As antibiotic resistance starts to grow and the number of viable choices dwindling, it is a question we need to start asking ourselves once more.

Antibiotics cause side effects in a substantial number of patients

Antibiotics are able to elicit an adverse reaction in up to 20% of the patients who take them and this is not just limited to the data obtained from The John Hopkins Hospital. For all patients who suffered from antibiotics side effects, the onset of the effects all came within the first month of treatment with the side effects becoming gradually worst the longer the treatment continued.

The most common side effects experienced affected the digestive system (42%), kidney (24%) and blood (15%). On the more serious side of the spectrum, 4% suffered from Clostridium difficile infection and 6% developed multi-drug resistant infections.

As a result of these side effects, all the patients required a suite of management ranging from prolonged hospital admissions and additional investigations to repeat hospital visits. Making matters worse, in 20% of the patients treated for the side effects, antibiotics were not even deemed necessary in the first place.

Adverse side effects can be life changing for some patients

While there were no deaths associated with antibiotic side effects reported, these adverse reactions can often have life-changing effects. As seen in Philadelphia resident, Michael Schumacher, a 33-year-old gentleman who now suffers from muscle atrophy as a result of Fluoroquinolone toxicity.

The condition has caused damage to his tendons and his muscles to waste as he is no longer able to sit or stand for more than a few minutes at a time. After having been prescribed antibiotics for a pain in his groin, Mr. Schumacher’s did not resolve but, instead worsened and even spread to his legs.

“I Googled the medication and uncovered a lot of horrific information about this drug and how it can damage tendons. I immediately stopped taking the medication,” Schumacher said.

But by then, the damage had been done and Mr. Schumacher was powerless in taking any legal action against the drug companies, as the side effects were included as part of the warning label for the antibiotic.

Despite having such devastating side effects, the drug’s manufacturer, Bayer, continues to stand by the antibiotics with a spokeswoman reaffirming that they “are well-tolerated and effective in all approved indications when used in accordance with current product labeling. Both medicines have a favorable benefit-risk profile in all approved indications.”

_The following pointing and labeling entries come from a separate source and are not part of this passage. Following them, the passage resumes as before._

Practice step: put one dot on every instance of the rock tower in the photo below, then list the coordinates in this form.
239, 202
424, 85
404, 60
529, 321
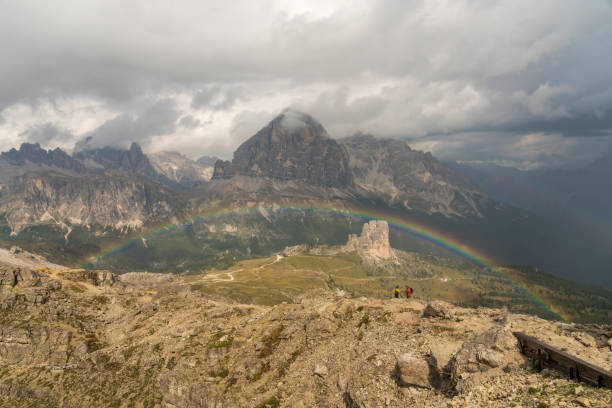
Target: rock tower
374, 240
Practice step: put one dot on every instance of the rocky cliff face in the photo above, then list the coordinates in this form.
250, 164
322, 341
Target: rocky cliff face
132, 161
69, 340
415, 179
293, 146
373, 241
110, 199
36, 155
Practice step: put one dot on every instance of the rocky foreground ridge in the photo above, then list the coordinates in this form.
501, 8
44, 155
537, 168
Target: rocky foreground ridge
73, 338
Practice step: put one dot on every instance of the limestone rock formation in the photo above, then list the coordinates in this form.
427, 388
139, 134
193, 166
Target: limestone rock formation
373, 241
293, 146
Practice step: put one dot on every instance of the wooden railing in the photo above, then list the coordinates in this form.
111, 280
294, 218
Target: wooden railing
545, 355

Doctors continue to overprescribe antibiotics

Despite all their side effects and the recommendation of clinical guidelines against such practice, clinicians continue to overprescribe antibiotics. In a study carried out on Australian hospitals, it was discovered that approximately 40% of patients receive antibiotics but only half of the receiving population actually required the treatment.

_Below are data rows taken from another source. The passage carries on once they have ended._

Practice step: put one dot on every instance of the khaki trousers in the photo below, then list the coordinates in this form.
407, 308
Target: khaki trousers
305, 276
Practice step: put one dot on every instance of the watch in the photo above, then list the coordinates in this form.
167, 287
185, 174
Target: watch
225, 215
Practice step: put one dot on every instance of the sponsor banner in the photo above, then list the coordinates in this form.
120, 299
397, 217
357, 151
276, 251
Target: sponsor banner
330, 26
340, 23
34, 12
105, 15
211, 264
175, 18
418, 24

This judicious prescription of antibiotics can be chalked up to various reasons but, they all find their roots in the hospital culture. Doctors often prioritise the short-term goal of treating the problem in front of them rather than considering the long-term side effects.

Meanwhile, junior staff often prescribe antibiotics as a clear safety measure especially in the night shift where they would rather not risk waking a senior doctor and asking for help.

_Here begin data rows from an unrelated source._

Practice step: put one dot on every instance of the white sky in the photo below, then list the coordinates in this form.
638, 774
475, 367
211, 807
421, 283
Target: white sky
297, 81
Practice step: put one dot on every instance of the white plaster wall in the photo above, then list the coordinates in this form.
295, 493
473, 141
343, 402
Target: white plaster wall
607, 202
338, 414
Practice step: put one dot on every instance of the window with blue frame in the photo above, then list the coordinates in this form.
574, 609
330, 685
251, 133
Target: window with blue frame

Nevertheless, doctors may not be all there is to blame as patients too can play a defining factor in the prescription of antibiotics. A study from the United Kingdom found that doctors were more likely to prescribe antibiotics at the request of patients or as a means of reassurance.

According to lead researcher, Miroslav Sirota, “Rather, we want to point out that the overprescribing of antibiotics is a serious systemic issue: we should all work together — from patients having more realistic expectations about antibiotic effectiveness to physicians managing patients’ expectations when contradicting clinical guidelines — to tackle its multiple facets.”